SPEAKER_03My hair's falling out of my life. I don't feel myself. Yeah.
SPEAKER_02I'm like, you would say, like, I don't feel myself. I'm, you know, gaining weight. Oh, stress.
SPEAKER_03Uh-huh.
SPEAKER_02Okay, I'm getting nervous going to work. Oh, it's just anxiety. And I'm like, okay. So you leave, and I was like, I'm a stress-filled and anxious person now, all of a sudden. And nobody's going to be able to do it.
SPEAKER_03Yeah.
SPEAKER_02You know, and yeah. And you don't know what happened. I'm normally calm and like, yeah, whatever. And now you're like, and nobody, nobody tells you. And you do see all those other companies that you can pay more. And it's like, if there was just some, some way to learn what was happening from the start of it, instead of trying to play catch up. Because now I'm trying to get the hormones that I've been battling, that I've been losing for the last 10 years. Now it's like a battle. Now I'm like in that race, you know, that dream that you have work all the time.
SPEAKER_00And anytime you feel off, you're like, oh God, am I spinning backwards?

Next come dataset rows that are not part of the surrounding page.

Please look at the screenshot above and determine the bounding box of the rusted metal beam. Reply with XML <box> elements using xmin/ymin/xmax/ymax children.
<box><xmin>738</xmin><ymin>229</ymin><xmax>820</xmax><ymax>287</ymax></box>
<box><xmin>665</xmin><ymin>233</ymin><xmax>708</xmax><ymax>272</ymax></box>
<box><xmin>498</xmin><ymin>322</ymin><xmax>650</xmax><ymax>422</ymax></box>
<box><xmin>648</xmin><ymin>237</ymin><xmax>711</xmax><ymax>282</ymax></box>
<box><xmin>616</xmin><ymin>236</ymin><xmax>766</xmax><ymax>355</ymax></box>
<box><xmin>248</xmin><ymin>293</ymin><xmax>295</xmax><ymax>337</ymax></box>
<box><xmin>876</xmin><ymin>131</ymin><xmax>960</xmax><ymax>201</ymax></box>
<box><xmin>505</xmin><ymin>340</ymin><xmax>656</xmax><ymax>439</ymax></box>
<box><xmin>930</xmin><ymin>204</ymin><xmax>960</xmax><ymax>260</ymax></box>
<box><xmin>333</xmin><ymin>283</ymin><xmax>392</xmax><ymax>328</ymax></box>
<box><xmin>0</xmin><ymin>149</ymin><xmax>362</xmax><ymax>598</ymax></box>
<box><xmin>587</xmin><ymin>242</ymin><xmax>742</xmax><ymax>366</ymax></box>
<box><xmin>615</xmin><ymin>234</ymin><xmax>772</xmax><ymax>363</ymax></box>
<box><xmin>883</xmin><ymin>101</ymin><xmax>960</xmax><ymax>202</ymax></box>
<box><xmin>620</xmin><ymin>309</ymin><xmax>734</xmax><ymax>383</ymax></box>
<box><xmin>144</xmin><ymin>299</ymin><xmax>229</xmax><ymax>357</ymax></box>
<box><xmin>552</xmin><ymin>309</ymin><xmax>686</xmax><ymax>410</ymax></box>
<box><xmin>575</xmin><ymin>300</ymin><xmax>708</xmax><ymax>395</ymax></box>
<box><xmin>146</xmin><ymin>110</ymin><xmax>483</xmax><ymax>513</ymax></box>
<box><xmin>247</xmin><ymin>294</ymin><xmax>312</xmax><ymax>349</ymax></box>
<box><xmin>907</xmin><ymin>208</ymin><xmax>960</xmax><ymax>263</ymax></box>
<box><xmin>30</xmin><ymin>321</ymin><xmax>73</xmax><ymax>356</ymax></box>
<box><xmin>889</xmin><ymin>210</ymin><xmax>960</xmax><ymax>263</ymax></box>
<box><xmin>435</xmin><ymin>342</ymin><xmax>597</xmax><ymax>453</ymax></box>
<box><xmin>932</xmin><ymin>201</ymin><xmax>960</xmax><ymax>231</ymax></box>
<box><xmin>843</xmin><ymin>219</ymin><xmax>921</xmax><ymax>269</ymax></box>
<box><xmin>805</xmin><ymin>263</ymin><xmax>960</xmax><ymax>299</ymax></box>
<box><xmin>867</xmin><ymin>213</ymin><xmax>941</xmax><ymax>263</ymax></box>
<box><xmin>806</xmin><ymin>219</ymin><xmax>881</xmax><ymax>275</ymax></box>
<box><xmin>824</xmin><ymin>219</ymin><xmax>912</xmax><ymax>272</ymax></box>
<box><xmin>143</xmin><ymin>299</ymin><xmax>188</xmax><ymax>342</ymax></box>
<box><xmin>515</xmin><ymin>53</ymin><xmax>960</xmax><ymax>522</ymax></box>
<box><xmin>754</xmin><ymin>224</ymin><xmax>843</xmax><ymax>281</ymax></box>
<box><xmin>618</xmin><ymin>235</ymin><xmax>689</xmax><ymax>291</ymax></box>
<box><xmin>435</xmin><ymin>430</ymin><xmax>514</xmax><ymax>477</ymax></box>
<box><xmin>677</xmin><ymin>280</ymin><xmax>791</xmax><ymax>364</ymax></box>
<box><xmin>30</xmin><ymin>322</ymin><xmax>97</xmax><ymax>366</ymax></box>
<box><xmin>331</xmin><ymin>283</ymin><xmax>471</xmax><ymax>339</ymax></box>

SPEAKER_03Yes. Am I going backwards? Yes. That's why we created Menu Pals so that we could train the leadership and HR specialists to tell help women in that environment at work. And then we offer vetted resources that does that doesn't come out of their pocket. You know what I mean? Like this is vetted resources that we know is not just TikTok information or Google searches. Like we know this is real information because it's exactly to your point. Like, who the hell wants to pay three, four hundred dollars to somebody just to say, like, bucket up, buttercup?
SPEAKER_00Seriously. You know what's interesting is you were saying that, Mark. You were I was thinking about when I had my IUD taken out, and she was like, Yeah, you're in menopause. And she says, Well, you're an atrophy. And I'm like, Yeah, there you go. I hate that word. I absolutely hate that word.
SPEAKER_03Oh my god, what do you mean geriatric pregnancy?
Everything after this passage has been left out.